Amsal 10:22 berkata “Berkat Tuhanlah yang menjadikan kaya, susah payah tidak akan menambahinya.”  Jika kekayaan itu dari Tuhan (bukan karena hasil pemikiran/usaha kita yang salah, kejahatan, dosa, menipu, dll), maka kekayaan tersebut tidak akan membawa kebinasaan bagi yang menerimanya. Di akhir zaman Tuhan akan memberikan kepercayaan yang besar kepada orang-orang benar untuk mengelola kekayaan dari bangsa-bangsa/orang-orang fasik (Yesaya 45:13-14). Percaya saja dan bersiaplah sebab suatu hari nanti dunia akan melihat bahwa anak-anak Tuhanlah yang paling diberkati! “Tidak pernah Aku berkata dengan sembunyi atau di tempat bumi yang gelap. Tidak pernah Aku menyuruh keturunan Yakub untuk mencari Aku dengan sia-sia! Aku, TUHAN, selalu berkata benar, selalu memberitakan apa yang lurus.” (Yesaya 45:19).

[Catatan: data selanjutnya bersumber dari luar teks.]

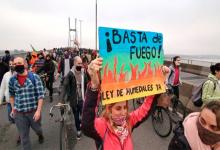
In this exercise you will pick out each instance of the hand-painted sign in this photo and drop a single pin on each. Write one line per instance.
(132, 63)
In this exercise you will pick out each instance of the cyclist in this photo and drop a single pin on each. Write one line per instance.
(113, 129)
(199, 130)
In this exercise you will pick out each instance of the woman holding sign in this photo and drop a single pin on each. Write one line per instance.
(112, 130)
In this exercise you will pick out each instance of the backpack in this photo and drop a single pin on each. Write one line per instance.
(197, 93)
(179, 140)
(30, 76)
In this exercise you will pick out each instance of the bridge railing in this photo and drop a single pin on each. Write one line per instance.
(194, 62)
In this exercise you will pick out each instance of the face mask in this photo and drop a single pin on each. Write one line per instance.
(78, 68)
(40, 57)
(119, 121)
(12, 68)
(19, 69)
(206, 136)
(66, 56)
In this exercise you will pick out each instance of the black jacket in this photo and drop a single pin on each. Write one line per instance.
(3, 69)
(62, 65)
(179, 141)
(49, 67)
(69, 88)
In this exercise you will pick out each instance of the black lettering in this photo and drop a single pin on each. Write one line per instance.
(153, 52)
(144, 37)
(132, 52)
(158, 87)
(148, 52)
(139, 35)
(116, 37)
(133, 37)
(143, 49)
(126, 37)
(138, 53)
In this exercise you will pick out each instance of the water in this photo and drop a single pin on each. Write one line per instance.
(202, 60)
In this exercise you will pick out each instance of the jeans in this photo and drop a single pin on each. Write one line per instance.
(23, 123)
(49, 85)
(77, 112)
(10, 119)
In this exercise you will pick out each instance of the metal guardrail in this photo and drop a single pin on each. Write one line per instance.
(183, 60)
(15, 54)
(194, 62)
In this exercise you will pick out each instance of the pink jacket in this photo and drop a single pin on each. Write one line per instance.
(97, 127)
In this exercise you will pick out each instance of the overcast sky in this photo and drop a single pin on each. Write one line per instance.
(188, 26)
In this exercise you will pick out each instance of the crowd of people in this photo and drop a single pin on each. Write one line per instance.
(23, 87)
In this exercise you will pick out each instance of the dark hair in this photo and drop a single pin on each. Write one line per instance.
(174, 59)
(214, 68)
(214, 106)
(7, 52)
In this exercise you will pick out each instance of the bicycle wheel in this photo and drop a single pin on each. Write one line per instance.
(177, 110)
(100, 108)
(161, 121)
(63, 136)
(137, 102)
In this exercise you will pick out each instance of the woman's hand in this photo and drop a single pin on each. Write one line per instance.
(93, 69)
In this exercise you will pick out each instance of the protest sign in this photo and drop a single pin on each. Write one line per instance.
(132, 63)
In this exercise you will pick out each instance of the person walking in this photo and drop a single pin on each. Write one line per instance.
(4, 68)
(65, 65)
(174, 79)
(113, 129)
(199, 130)
(211, 88)
(73, 87)
(7, 57)
(49, 69)
(4, 92)
(26, 93)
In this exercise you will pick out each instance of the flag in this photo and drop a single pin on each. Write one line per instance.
(33, 48)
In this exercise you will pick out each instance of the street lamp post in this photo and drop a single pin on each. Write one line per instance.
(96, 24)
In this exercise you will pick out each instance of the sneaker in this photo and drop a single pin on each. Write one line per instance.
(41, 139)
(78, 136)
(51, 99)
(18, 140)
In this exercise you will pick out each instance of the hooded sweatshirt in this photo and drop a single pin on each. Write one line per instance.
(211, 90)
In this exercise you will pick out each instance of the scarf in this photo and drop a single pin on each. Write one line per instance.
(191, 133)
(122, 132)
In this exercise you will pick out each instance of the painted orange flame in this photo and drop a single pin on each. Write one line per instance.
(112, 76)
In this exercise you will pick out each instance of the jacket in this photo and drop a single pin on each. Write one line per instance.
(171, 75)
(4, 90)
(49, 68)
(69, 88)
(211, 90)
(4, 68)
(62, 65)
(99, 128)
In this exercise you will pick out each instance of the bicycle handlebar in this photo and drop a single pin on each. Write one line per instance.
(59, 106)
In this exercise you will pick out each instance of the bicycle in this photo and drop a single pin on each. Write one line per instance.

Kita tidak perlu lagi kuatir akan masa depan kita karena Tuhan sudah menyediakan berkat-berkat-Nya bagi kita (Yesaya 45:14) apabila kita menjadi orang-orang yang hidupnya berserah dan mau dipegang/dipimpin oleh Tuhan, memiliki  motivasi yang murni untuk tetap mencintai dan mengutamakan Tuhan/tidak cinta uang, bekerja tanpa suap/tidak mengandalkan uang untuk menyelesaikan segalanya tetapi hanya mengandalkan Tuhan saja (orang-orang Koresh-Yesaya 45:13).

Hidup yang kekal/kemuliaan berhubungan dengan hati yang melekat pada Tuhan dan melakukan perintah-perintah Tuhan bukan hati yang terikat pada segala hal yang dimiliki (Markus 10:17-22). Milikilah sikap hati/motivasi yang benar di hadapan Tuhan seperti Koresh! Waspadalah sebab Tuhan banyak kehilangan anak-anak-Nya karena masalah ‘hati’ yang salah. Tuhan tidak akan memberkati kita jika berkat-berkat yang kita terima akan membinasakan kita karenanya kita tidak perlu saling membanding-bandingkan berkat dengan orang lain karena hati dan kesiapan orang berbeda-beda.

Amsal 12:9 berkata “Lebih baik menjadi orang kecil, tetapi bekerja untuk diri sendiri, dari pada berlagak orang besar, tetapi kekurangan makan.” Lebih baik menjadi orang yang tidak terpandang/terkenal tetapi kita diberkati Tuhan dan bisa menjadi berkat bagi orang lain dari pada menipu demi mendapatkan pengakuan yang hebat dari orang lain. Hendaklah kita membersihkan hati kita dari segala motivasi yang tidak berkenan di hadapan-Nya. Tuhan Yesus memberkati.